秋はやはり、いろいろな果物が店頭で豊富に出回っているのを見かけるのだが、私の子供のころには見たこともないような、洋風の果物もずいぶん見られるようになってきた。真っ赤なナシとか、緑の小粒のナシもでてきて色や形は私の食欲をそそるのだが、甘みはあっても香りのないのはどうしてなのだろうか。私の2年間のフランス滞在はもう十何年か前のことになってしまったが、市場で山積みされた果物があたり一面放つ香りをいまでも忘れることはできない。

ニースに住んでいる姉夫婦の家の庭の緑色のブドウは、手入れされていないのに秋には甘さと香りをたたえて私たちをたのしませてくれていたし、マドリッドで食べた大粒の黒いブドウは皮もやわらかく、種をかみくだいてみんな飲み込んでしまうのだが、甘い香りと種の渋味とが調和して、なんともいえないものだった。日本の巨峰は大粒で甘いが、皮をむかずに食べられないのは残念である。暑い陽ざしのトレドで食べた冷たいメロンのみずみずしさと甘みと香り、日本のメロンの3倍もの大きさは、のどの渇きを癒すのにじゅうぶんだった。暑さといえば、ローマの露店で食べたスイカ。歩き疲れて、貧乏人しか食べないと悪口を言われているスイカにとびついたときのことは忘れられない。

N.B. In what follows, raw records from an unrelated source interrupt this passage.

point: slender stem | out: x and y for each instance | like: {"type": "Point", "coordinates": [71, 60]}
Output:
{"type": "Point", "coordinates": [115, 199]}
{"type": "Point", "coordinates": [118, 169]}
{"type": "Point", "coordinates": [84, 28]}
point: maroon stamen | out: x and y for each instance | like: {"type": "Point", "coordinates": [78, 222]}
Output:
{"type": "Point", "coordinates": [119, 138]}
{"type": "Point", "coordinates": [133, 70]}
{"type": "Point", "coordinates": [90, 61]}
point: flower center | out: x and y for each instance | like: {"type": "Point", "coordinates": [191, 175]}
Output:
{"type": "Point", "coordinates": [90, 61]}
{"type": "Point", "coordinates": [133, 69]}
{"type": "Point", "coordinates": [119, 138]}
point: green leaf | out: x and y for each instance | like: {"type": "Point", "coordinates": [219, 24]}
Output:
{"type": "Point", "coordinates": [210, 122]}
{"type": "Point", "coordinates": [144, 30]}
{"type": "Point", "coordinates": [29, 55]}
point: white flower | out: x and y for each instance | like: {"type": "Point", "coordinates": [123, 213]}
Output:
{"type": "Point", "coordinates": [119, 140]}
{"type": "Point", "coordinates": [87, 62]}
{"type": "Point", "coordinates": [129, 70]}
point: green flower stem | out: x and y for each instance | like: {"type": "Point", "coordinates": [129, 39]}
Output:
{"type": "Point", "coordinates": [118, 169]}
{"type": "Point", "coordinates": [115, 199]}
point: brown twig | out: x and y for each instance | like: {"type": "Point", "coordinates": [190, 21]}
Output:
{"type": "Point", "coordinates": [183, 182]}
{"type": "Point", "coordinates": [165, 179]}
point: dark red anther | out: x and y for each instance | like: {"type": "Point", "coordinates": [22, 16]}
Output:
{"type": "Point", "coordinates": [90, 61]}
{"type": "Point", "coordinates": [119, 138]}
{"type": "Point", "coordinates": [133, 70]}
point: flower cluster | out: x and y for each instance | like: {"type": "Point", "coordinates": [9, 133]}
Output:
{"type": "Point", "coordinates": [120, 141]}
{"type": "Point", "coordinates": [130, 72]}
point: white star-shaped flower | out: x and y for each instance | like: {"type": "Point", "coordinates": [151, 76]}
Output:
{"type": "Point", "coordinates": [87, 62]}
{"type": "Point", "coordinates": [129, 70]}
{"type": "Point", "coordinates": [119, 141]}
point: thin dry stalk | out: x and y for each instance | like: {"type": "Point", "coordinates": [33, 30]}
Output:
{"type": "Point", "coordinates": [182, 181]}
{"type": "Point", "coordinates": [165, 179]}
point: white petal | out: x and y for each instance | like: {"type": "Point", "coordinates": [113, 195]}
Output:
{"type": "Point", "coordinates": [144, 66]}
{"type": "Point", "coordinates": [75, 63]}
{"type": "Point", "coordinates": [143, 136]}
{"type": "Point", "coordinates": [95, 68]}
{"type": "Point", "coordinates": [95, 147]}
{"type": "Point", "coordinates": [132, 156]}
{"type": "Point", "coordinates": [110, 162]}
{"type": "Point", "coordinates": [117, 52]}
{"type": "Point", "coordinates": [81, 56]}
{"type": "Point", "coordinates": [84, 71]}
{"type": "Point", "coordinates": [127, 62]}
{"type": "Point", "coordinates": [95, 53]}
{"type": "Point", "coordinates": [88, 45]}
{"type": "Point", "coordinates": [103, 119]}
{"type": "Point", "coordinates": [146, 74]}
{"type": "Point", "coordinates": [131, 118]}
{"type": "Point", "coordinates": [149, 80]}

南仏の農家の庭になっている小さな、真っ赤なリンゴはところどころ虫のあとがついていても、甘さと香りのすばらしさは、最近でている姫リンゴなどとはくらべようもない。

ニースの郊外でよく見かける黒いサクランボが店頭に山積みされると、そのおいしさに誘われて、冬のパリの町角の焼き栗のように、いくら食べてもとまらずに口じゅうを真っ黒にしてしまい、ひと前にでるのもできなくなってしまったことも思い出されて、懐かしいばかりである。